Melisa Peña advierte que la prevención puede evitar tragedias y propone intervenir los puntos con mayor riesgo para peatones, ciclistas y motociclistas
El exceso de velocidad continúa representando uno de los principales riesgos para quienes utilizan las calles de Nuevo León, particularmente peatones, ciclistas y motociclistas, por lo que la diputada de Movimiento Ciudadano, Melisa Peña, planteó reforzar las medidas de seguridad vial en los 51 municipios del estado.
A través de un Punto de Acuerdo, la legisladora pidió a los Ayuntamientos revisar sus vialidades e identificar los sitios donde existe mayor riesgo de accidentes, con el propósito de implementar medidas preventivas que permitan reducir la posibilidad de atropellamientos y otros siniestros.
Peña sostuvo que la seguridad vial debe abordarse como un asunto directamente relacionado con la protección de la vida, debido a que un accidente puede dejar lesiones graves, discapacidades permanentes o incluso provocar la muerte.
Como parte de su argumento, citó información del INEGI, según la cual entre 2020 y 2024 se registraron en Nuevo León 7 mil 952 atropellamientos. La cifra representa un promedio aproximado de 4.35 casos diarios durante ese periodo.
Ante este escenario, consideró que los municipios deben actuar antes de que ocurran los accidentes y no limitarse a responder cuando una tragedia ya se presentó.

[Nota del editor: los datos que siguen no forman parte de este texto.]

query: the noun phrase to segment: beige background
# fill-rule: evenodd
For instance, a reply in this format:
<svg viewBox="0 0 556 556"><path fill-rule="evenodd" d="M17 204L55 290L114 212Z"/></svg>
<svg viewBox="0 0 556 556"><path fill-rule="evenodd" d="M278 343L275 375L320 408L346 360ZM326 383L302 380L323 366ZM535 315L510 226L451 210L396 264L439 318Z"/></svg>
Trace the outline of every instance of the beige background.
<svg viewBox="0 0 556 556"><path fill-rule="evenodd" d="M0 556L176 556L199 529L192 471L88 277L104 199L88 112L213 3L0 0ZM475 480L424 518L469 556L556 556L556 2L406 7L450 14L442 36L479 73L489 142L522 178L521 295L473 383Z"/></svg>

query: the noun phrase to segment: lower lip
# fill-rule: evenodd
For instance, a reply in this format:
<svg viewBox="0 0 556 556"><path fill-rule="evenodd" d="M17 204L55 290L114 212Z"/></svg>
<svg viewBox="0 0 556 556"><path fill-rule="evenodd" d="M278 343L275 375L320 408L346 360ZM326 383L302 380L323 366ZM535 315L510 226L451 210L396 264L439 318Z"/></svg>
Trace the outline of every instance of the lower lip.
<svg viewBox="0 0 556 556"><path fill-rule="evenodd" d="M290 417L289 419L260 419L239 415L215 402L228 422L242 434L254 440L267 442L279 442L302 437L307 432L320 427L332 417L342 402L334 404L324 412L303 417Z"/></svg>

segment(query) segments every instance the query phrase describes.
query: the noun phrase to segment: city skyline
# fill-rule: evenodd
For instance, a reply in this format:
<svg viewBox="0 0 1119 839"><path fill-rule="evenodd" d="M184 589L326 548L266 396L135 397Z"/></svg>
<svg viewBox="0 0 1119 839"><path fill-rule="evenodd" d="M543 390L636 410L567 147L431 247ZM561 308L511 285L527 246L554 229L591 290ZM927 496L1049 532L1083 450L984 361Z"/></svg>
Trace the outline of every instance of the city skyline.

La propuesta contempla que los Ayuntamientos realicen estudios técnicos para determinar cuáles son los puntos que requieren intervención y, a partir de esos análisis, implementar medidas como reductores de velocidad, topes, señalización preventiva y otros dispositivos de control vial.
También se plantea rehabilitar y dar mantenimiento a la infraestructura existente, de manera que las medidas de seguridad realmente cumplan con su función.
La diputada pidió que la atención se concentre especialmente en zonas escolares, hospitales y centros de salud, parques, espacios deportivos, áreas habitacionales y cruces peatonales.
La prioridad también deberá estar en aquellos sitios donde exista una incidencia recurrente de atropellamientos o accidentes.
Para Peña, reducir la velocidad en los puntos de mayor riesgo puede representar la diferencia entre un incidente y una tragedia, particularmente para los usuarios más vulnerables de las vialidades.
El llamado incluye a peatones que diariamente cruzan las calles, niñas y niños que se trasladan hacia sus escuelas, personas adultas mayores y quienes utilizan bicicletas o motocicletas como medio de transporte.
La legisladora insistió en que las políticas de seguridad vial deben adelantarse al accidente y utilizar la información disponible para identificar dónde existen mayores posibilidades de que ocurra una tragedia.
El planteamiento busca que los 51 Ayuntamientos revisen sus vialidades y determinen, con base en estudios técnicos, dónde resulta necesario intervenir.
La discusión coloca nuevamente la seguridad vial como una responsabilidad que no corresponde únicamente a los conductores, sino también a las autoridades encargadas de diseñar, mantener y vigilar las calles.
Porque cuando una vialidad permite circular a velocidades peligrosas sin contar con mecanismos adecuados de prevención, el riesgo termina recayendo sobre quienes tienen menor protección frente a un vehículo.